If not, this could go down another 50%
$32 million in revenues which is about $130 million annualized and the company is worth $4.6 billion? And the company lost $38 million? Gimme a break. The bubble is bursting on this stock.
Let's assume that VIX continues to spike and the contango effect widens such that 30 days from now, the cash VIX is 30, Dec. VIX is 40 and Jan VIX is 50. It seems to me that under this scenario, the SVXY would not have declined by much at all, even though the VIX has skyrocketed, because of the huge contango effect. In other words, what matters most (for purposes of determining the SVXY price) is not so much the changes in the VIX price, but the changes in the Dec. and Jan. VIX relative to each other. Has anybody done a rough simulation to calculate the rough price of SVXY if the above were to occur?
It's not fearmongering - it's the mindset that's more important. I start out with the premise that markets are inefficient, that markets and financial system are very fragile, that markets and financial system can collapse ... once I accept those premises, then I see the world in a different light. This caution served me well especially during financial panic of 2008 - I didn't lose a dime during that entire crash. When the panic reached a crescendo in 03/2009, I started buying. When things go haywire, it's unreasonably-optimistic people like you who panic like crazy who yell "the world is collapsing." Ironically, it's the skeptics who buy during the height of the panic.
Lehman almost took down the entire financial system in US, U.K, HK, Tokyo and Singapore - basically the entire global financial system. A derivatives blowup in China will ripple through entire global financial system - you don't think there's a tiny, tiny miniscule chance of this happening when banks hold trillions of dollars of derivatives?
All I know is that another collapse is coming - it could happen in 1 year, 5 years, 10 years or 100 years later, but it will happen, and by exercising caution, I hope to be out of the market during that entire time.
The problem is not the Fed - the black swan problem is something completely unexpected happening overnight ... major earthquake in LA, sudden war started by a rogue state, nuclear disaster, solar flares damaging cities, tsunami on the West Coast, meteorite hitting earth, people stopping buying Treasuries overnight, perception that world is running out of oil, etc. The chance of any 1 incident happening might be 1 in 5 billion, but cumulatively, the risk might increase to, say, 1 in 15 million. If that event occurs, the stock market might drop 10% overnight, but SVXY could get nearly wiped out. That's why it's better to trade this cautiously. If I trade this and get 10% gain every 3 months, that's still enormous gains over the course of a year.

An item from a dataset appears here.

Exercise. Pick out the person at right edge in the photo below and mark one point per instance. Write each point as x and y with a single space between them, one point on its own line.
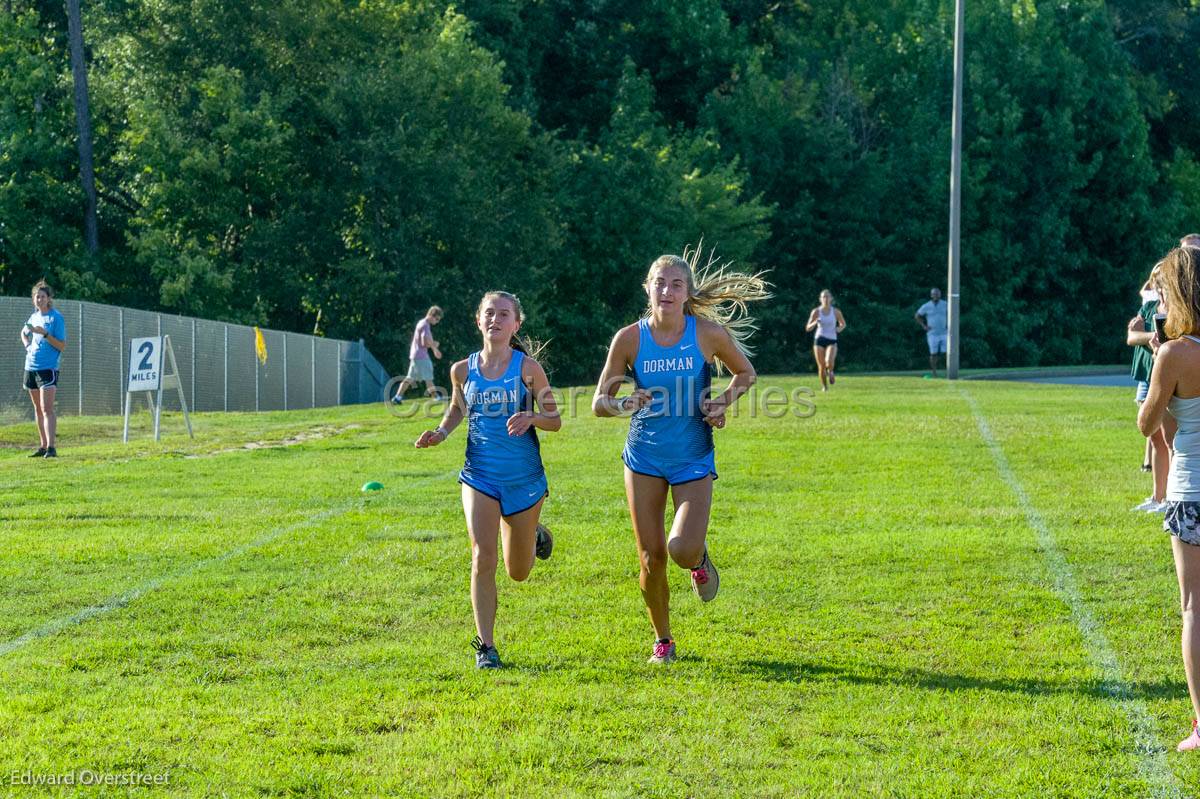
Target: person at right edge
1175 388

DRYS - very, very undervalued. This is all you need to know: $100 stock previously, now $3, fundamentals are improving, Europe and China are recovering so global shipping will increase in the future. Stock investing is like riding a bicycle - it doesn't matter how fast you're going - all that matters is how fast you're going compared to before. In case of FIO, it was moving about -20 mph before, now it's going 0 mph. Hey, you've improved by 20 mph, even though it's going 0 mph. That's why the stock is going up. The same is true with DRYS.
Might hit $18 sooner than I thought previously. If you short this stock, you might make 10 cents here and there, but when it explodes, you'll lose $3+. So many shorts were shorting at $12 and under - just doesn't make sense.
Also bought DRYS today - undervalued just like FIO.
FOMC meeting next week. Don't want to be in the market at all. 100% cash. Don't press your luck too much especially with SVXY since it can gap down 5 overnight and you might be stopped out at a much lower price. Wait for the next mini correction and then get back in.
Sold all my SVXY. Liquidated all my other stocks today. I just never get too greedy, so I try for nice steady gains without too much volatility in the portfolio.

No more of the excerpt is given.